La Russie interdit de territoire le patron du FBI et des ministres de Biden après les sanctions américaines

 La Russie interdit de territoire le patron du FBI et des ministres de Biden après les sanctions américaines 
Les relations entre les deux rivaux ne cessent de se dégrader sur fond de soupçons d’ingérence, d’espionnage et de cyberattaques lors de l’élection présidentielle américaine de 2020.

Enième coup de froid entre Moscou et Washington. Après l’annonce jeudi par les Etats-Unis de l’expulsion de dix diplomates russes et de nouvelles sanctions financières contre la Russie, cette dernière a répliqué ce vendredi 16 avril en expulsant à son tour des diplomates et en interdisant à de hauts responsables d’entrer sur son territoire.

Parmi les personnalités concernées, le ministre américain de la Justice Merrick Garland, de la Sécurité intérieure Alejandro Mayorkas, la conseillère en politique intérieure Susan Rice, le patron du FBI Christopher Wray et la directrice du renseignement Avril Haines.

Le ministère russe des Affaires étrangères a dit appliquer la même mesure au chef du bureau des prisons Michael Carvajal, à l’ancien conseiller de Donald Trump John Bolton et à l’ex-chef de la CIA Robert Woolsey. Selon le ministère, ces responsables ont « participé à la mise en œuvre de la ligne antirusse » suivie par la politique américaine.

Ingérences et cyberattaques

Il a décidé de rendre publics les noms des personnes déclarées non gratae, une liste d’ordinaire secrète, du fait du « caractère sans précédent » des tensions provoquées par Washington. Sergueï Lavrov a également annoncé que Moscou avait « recommandé » à l’ambassadeur des Etats-Unis, John Sullivan, de rentrer à Washington pour « y avoir des consultations approfondies et sérieuses ».

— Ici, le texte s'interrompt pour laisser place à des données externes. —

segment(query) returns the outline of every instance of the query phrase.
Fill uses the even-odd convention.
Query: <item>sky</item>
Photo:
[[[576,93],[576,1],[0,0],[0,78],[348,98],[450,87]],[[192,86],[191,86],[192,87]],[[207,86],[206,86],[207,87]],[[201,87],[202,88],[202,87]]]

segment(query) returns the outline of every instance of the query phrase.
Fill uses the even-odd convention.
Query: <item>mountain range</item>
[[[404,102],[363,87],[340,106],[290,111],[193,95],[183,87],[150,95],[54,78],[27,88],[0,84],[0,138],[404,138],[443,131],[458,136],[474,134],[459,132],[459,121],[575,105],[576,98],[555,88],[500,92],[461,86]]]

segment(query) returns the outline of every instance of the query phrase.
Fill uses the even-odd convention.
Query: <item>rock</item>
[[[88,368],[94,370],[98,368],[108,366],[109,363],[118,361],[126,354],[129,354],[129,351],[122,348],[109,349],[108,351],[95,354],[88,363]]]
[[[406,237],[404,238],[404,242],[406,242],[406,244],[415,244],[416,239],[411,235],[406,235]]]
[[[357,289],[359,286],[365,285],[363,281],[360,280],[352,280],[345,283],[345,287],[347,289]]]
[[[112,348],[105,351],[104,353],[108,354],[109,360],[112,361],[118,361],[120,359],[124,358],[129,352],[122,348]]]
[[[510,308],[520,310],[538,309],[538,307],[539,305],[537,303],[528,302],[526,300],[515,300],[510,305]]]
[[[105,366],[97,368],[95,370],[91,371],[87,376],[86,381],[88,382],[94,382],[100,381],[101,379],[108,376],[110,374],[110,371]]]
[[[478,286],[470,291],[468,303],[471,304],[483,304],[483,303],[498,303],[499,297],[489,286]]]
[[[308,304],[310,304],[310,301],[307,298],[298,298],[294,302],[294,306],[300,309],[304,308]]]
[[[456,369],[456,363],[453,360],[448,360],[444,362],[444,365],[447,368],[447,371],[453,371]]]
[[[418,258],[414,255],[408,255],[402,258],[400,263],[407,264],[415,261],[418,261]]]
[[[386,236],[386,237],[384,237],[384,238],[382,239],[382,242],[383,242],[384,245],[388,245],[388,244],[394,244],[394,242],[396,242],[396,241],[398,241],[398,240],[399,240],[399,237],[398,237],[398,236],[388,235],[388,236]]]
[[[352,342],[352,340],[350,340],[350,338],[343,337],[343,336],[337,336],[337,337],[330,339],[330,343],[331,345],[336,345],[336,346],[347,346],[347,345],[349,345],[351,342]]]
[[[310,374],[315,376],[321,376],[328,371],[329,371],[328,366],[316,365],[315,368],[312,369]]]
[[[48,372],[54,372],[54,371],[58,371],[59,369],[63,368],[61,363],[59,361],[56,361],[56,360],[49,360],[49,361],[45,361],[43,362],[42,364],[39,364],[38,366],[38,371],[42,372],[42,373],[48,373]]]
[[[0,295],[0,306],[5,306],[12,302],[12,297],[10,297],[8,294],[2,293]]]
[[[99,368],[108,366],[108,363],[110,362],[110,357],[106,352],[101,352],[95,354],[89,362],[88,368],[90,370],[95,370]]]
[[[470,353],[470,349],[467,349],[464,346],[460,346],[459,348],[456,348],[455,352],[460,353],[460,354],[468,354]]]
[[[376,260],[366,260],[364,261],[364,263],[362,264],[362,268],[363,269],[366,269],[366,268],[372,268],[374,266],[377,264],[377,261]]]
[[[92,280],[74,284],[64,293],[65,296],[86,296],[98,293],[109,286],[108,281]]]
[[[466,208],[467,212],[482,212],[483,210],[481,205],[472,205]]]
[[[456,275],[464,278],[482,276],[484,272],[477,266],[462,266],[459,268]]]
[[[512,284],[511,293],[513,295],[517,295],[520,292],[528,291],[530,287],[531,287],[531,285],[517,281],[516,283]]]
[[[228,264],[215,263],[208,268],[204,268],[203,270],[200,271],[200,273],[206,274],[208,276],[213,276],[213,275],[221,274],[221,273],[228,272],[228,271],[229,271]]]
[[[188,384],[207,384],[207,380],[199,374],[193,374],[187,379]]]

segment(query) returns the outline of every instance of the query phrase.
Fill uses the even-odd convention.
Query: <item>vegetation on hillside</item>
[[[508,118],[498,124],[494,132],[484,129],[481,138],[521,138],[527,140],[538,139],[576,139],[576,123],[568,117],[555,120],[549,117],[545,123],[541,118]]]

D’autres restrictions visent à rendre la vie plus compliquée aux représentations américaines en Russie, et à interdire sur son territoire des fondations et ONG américaines qui « s’ingèrent ouvertement » dans sa politique intérieure.

Ce nouvel échange de mesures punitives intervient à un moment où les relations entre les deux rivaux géopolitiques n’ont cessé de se dégrader sur fond d’accusations par les Etats-Unis d’ingérences notamment dans l’élection présidentielle américaine de 2020, d’espionnage et de cyberattaques.

L’ambassadeur de Russie à Washington, Anatoli Antonov, avait quant à lui été rappelé à Moscou dès le 17 mars, pour « consultations », après que Joe Biden eut qualifié Vladimir Poutine de « tueur ». Selon lui, Moscou se réserve le droit de prendre d’autres « mesures douloureuses » visant les entreprises américaines, mais les « garde en réserve ».

« Le moment de la désescalade est venu »

Néanmoins, le Kremlin s’est montré plutôt satisfait des mots du président américain Joe Biden, qui estime que « le moment de la désescalade est venu » et a jugé nécessaire une rencontre bilatérale « cet été en Europe » pour « lancer un dialogue stratégique sur la stabilité ».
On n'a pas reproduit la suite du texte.